California takes its time because the state has built its election system around counting every eligible ballot, not just the ones that arrive first. Most Californians vote by mail, counties accept ballots postmarked by Election Day if they arrive up to a week later, and state officials have long favored participation and accuracy over speed.
That approach can leave voters waiting. Californians learned a week after casting ballots in this month’s primary which candidates had been nominated for governor, with Xavier Becerra finishing first and Steve Hilton edging Tom Steyer for second. In U.S. House races that could help decide control of Congress, it took several days to determine who would move on, and one tight race in California stayed uncalled for nearly a month.
The delay matters beyond the state because California is America’s most populous state and its late-counted ballots have repeatedly shaped the national picture. In each of the past two congressional elections, the country waited more than a week to find out which party would control the House while California and other western states finished counting mail ballots. The slow pace is part of the system, but it has also become part of the politics around the system.
President Trump has made baseless claims of fraud in California’s vote for nearly a decade, and he revived them last week. Over the weekend, he raged about the state’s “rigged” primary and stormed out of an interview on NBC’s Meet the Press.
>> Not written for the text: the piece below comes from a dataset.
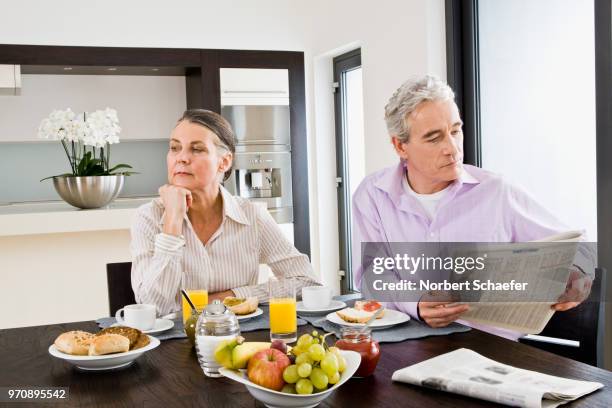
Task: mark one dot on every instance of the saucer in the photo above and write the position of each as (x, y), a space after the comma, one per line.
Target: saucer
(161, 325)
(334, 305)
(250, 315)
Top Republicans, including House Speaker Mike Johnson, have joined him in sowing doubts about California’s elections, even as the first ballots counted in many areas have tended to favor Republicans before later tallies shift the outcome.
That gap between the early count and the final result is where supporters of some candidates, including Spencer Pratt, have cried foul when later tallies left them short. California officials say the process protects participation and accuracy, but Democrats worry the fraud claims are being laid now as groundwork for November, when another slow count could decide major statewide and congressional races and invite a fresh challenge to the results.
The latest sign of concern came after Trump began attacking California’s elections anew last week, when the U.S. Attorney’s Office for the Central District of California dispatched an official to observe Los Angeles County. California will keep counting the same way, but the larger question is whether the state’s long-standing method becomes a target in November if close races again take days or weeks to settle.